Essay: Accommodation as professionalism

By Alex Long, Professor of Law. Originally published in Tennessee Law, fall 2014.

“For many years, if you were a person with a severe mobility impairment… your only options to reach a second-floor courtroom were to be carried up the stairs or crawl up the stairs.”

Whether it’s working to promote equal treatment under the law, equal access to justice, or equal employment opportunity, lawyers have special obligations when it comes to equality. Despite these obligations, there are some areas where the profession has lagged behind. One of the most glaring instances of underrepresentation involves lawyers with disabilities. According to the Census Bureau, roughly 19 percent of the US population has some type of disability. Yet, according to the National Association of Law Placement, only 0.23 percent of law firm lawyers identify as having disabilities.

The Americans with Disabilities Act (ADA) seeks to promote equality of opportunity for people with disabilities by requiring that employers provide reasonable accommodations for qualified individuals with disabilities. This requirement is best viewed as a means of eliminating unnecessary barriers that prevent people with disabilities from enjoying equality of opportunity. In the case of law firms, this might mean that a firm provides inexpensive technological devices to enable disabled lawyers to perform their jobs, or a supervisor provides written—as opposed to verbal—instructions.

One reason for the lack of diversity in the legal profession almost certainly has to do with the fact that some firms are reluctant to provide the required reasonable accommodations. Many lawyers with disabilities report they have faced reluctance from their employers to provide accommodations and a lack of resources or procedures for dealing with accommodation requests.

While the ADA—along with Title VII and other anti-discrimination statutes—requires important legal obligations of lawyers, it is likely to do little to improve equality of opportunity until more members of the profession internalize the values that underlie the statute. For example, for many years, if you were a person with a severe mobility impairment in Tennessee and you had business in court, in many counties your only options to reach a second-floor courtroom were to be carried up the stairs or crawl up the stairs. In 1998, two individuals decided they didn’t want to choose from those options and filed suit, alleging they had been denied access to the court system. The ADA had been in effect for six years and states were under a legal obligation to make their courtrooms accessible. But in Tennessee and many other states, many courtrooms remained inaccessible.

Ultimately, the Supreme Court’s decision in this case, Tennessee v. Lane, clarified the scope of a state’s obligations to make its services accessible. Since that decision, the legal system has made great strides in improving access to justice for people with disabilities. The Tennessee Supreme Court’s Access to Justice Commission has identified as one of its goals the removal of “barriers to access to justice, including but not limited to disability.” Courtrooms themselves are now more accessible. A disabled person who needs to appear in a Tennessee court can now go to the Tennessee Supreme Court website and learn about available accommodations and how to request those accommodations. It’s entirely possible states made these changes out of fear of future ADA lawsuits, but what seems more likely is that the image in Tennessee v. Lane of a disabled person literally crawling up the courthouse steps helped focus the attention of the legal profession on the issues of courtroom accessibility and access to justice for people with disabilities.
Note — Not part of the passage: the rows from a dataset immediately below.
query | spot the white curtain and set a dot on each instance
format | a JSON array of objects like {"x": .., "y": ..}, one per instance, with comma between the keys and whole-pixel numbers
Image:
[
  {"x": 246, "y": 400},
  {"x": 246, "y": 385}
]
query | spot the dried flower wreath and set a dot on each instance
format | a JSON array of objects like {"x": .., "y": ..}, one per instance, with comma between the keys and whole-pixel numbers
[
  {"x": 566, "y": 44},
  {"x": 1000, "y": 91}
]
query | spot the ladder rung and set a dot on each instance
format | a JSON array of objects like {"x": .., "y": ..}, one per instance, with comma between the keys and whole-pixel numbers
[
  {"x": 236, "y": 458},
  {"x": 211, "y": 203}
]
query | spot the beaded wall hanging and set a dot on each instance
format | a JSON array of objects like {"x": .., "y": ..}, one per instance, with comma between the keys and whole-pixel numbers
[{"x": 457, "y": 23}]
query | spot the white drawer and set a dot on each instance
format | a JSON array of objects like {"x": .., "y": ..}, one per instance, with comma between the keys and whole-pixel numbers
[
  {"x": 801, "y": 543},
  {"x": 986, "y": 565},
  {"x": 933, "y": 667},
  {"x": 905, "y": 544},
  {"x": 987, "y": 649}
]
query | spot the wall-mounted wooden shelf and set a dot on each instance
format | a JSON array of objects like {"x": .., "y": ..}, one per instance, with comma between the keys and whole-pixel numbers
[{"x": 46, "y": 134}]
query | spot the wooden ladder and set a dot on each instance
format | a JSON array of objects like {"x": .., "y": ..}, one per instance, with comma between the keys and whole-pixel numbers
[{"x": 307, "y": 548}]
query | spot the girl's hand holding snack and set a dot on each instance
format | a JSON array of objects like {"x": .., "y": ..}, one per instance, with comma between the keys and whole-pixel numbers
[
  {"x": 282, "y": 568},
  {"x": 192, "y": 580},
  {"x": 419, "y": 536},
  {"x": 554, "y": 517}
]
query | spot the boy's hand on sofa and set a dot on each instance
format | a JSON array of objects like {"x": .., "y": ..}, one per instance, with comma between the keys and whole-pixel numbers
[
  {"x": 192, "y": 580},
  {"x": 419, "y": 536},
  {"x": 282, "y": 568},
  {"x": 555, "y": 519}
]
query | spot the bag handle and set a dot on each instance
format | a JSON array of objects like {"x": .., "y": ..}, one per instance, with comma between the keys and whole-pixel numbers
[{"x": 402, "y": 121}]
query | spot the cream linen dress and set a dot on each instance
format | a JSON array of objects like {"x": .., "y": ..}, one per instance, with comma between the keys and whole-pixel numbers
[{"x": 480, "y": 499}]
The efforts to improve accessibility to the legal system have been part of a broader recognition that promoting equality, including equal access to justice, is a fundamental value of the legal profession.

There is a similar symmetry between these legal obligations and the ethical and professional obligations faced by lawyers. Supervisory lawyers in firms have an ethical duty to make reasonable efforts to ensure subordinate lawyers are practicing competently. If this means modifying policies or practices within reason, this is what is ethically required. In other words, the legal obligations of the ADA simply complement the ethical and professional obligations lawyers already face.

The underrepresentation of lawyers with disabilities in the profession and continued problems of access to justice for people with disabilities should be of particular concern to the profession. By emphasizing how the reasonable accommodation requirement is a matter of professional responsibility and professionalism, the legal profession can take another step toward equality of opportunity for people with disabilities.


 

Adapted by Long from his article, “Reasonable Accommodation as Professional Responsibility, Reasonable Accommodation as Professionalism,” published in volume 47 of the UC Davis Law Review.